Activist investor Jonathan Litt is at it again.
The activist investor, specializing in real estate investment trusts, started his firm, Land & Buildings, in 2008 and has been battling real estate investment trust (REIT) boards to improve returns for himself and other investors ever since.
Litt has waged several successful campaigns at BRE Properties, Associated Estates, and MGM Resorts International (MGM). His campaign at campus housing REIT American Campus Communities (ACC) ended earlier this year with Blackstone Inc. (BX) buying the REIT for $3 billion, giving Litt and his fellow investors a huge win.
Now, Litt is on the warpath again, showing how activist investors can push up share prices for investors. Let’s take a look and see how we can benefit…
This time, Litt is battling with Apartment Investment and Management Co. (AIV) – better known as Aimco. He started fighting with the company in 2020, when the multifamily housing REIT announced a spin-off of 99 apartment communities into a newly formed REIT, Apartment Income REIT Corp. (AIRC), without a shareholder vote.
Litt lost that battle, and the spin was completed in December 2020.
But now, Litt has filed a 13D form with the SEC, announcing he’s battling to win board seats in Aimco.
Aimco develops and operates multifamily projects in South Florida, as well as the Denver and Washington, D.C. metropolitan areas. It currently owns 20 apartment communities with 5,542 units. Occupancy rates at the end of the third quarter stood at 97.4%.

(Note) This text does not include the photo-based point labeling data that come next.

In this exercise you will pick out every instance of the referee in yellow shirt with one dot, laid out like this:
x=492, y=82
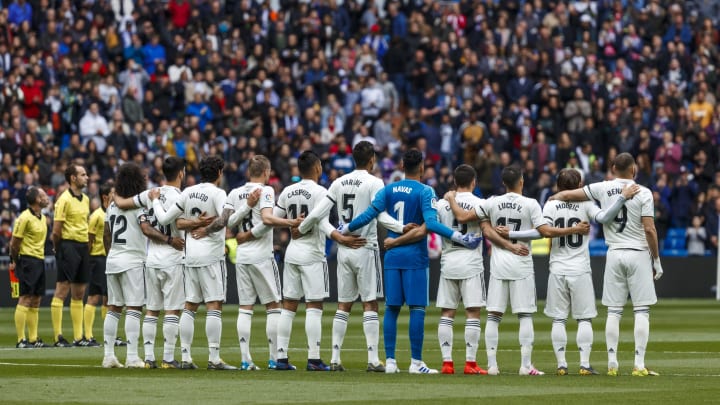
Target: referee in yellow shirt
x=27, y=250
x=70, y=238
x=98, y=257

Litt has accused Aimco of delivering poor results and claims that recent price gains were entirely due to him revealing he had been buying the stock and that he intended to try to force changes at the REIT.
Both Litt and the management at Aimco estimate the net asset value (NAV) of the REIT is $12 per share. The shares currently trade for $8.25, so there is as much as a 50% upside to getting the shares back to the value of the assets the REIT owns.
The activist investor reminds shareholders that Aimco has little-to-no Wall Street coverage. Management has not held any analyst meetings or conferences. It does not hold earnings conference calls with Wall Street analysts, nor does it give them any guidance.
Most REITs do the things Litt points out that Aimco does not because Wall Street coverage can bring institutional money into the stock and provide the buying pressure needed to increase its price.
Litt points to Aimco’s properties in South Florida, one of the nation’s strongest real estate markets, as having the potential to boost shareholder value. He thinks management needs a plan in place to capitalize on what could be a billion-dollar opportunity. He also accuses management of poor corporate governance policies.
Aimco management has fired back, pointing out that they have made substantial changes to corporate governance policies and have added new blood to the board since the AIRC spin-off. Management has also reduced debt by more than $1 billion and eliminated the REIT’s exposure to floating interest rate debt.
Aimco management has also been selling off what they consider to be non-core operations and have raised $1 billion of capital that can be reinvested in its target markets. They have already been able to invest and lease over $500 million of the cash.
Aimco is not a REIT, so it does not pay a dividend. Instead, management has been aggressively buying back stock: 73,444 shares in the third quarter, bringing the year-to-date total to 1,308,053. There are more than 14 million shares left on the current buyback authorization.
Litt claims that it is all too little too late. He further suggests that if management wins, they will go back to ignoring shareholders and shunning the institutional investment community.
Litt’s Land & Building has nominated people for director positions at Aimco, and these candidates have some impressive resumes:
- Michelle Applebaum has had a 30-year career advising corporate executives and institutional investors. She was an equity analyst at Salomon Brothers Inc. and Citigroup Inc. (C) and was ranked as the number-one analyst for her sector by Institutional Investor magazine. Appelbaum has also served as a public company director on at least one other occasion in her career: she was on Northwest Pipe Co.’s (NWPX) board from 2014 to 2020, where she helped the company improve corporate governance and transform the business during her term.
- James Sullivan spent 25 years as a real estate analyst at Green Street Partners, one of the best research firms in the commercial real estate industry. Before joining Green Street, he was a REIT analyst at Bank of America Corp. (BAC) and Manufacturers Hanover Trust Co.
I have no idea how the shareholder vote will go, but Mr. Litt’s activist campaign has uncovered the fact that this REIT is dramatically undervalued. Since he filed his presentation, institutional bargain-hunting cash found its way into the stock and pushed the price closer to the net asset value.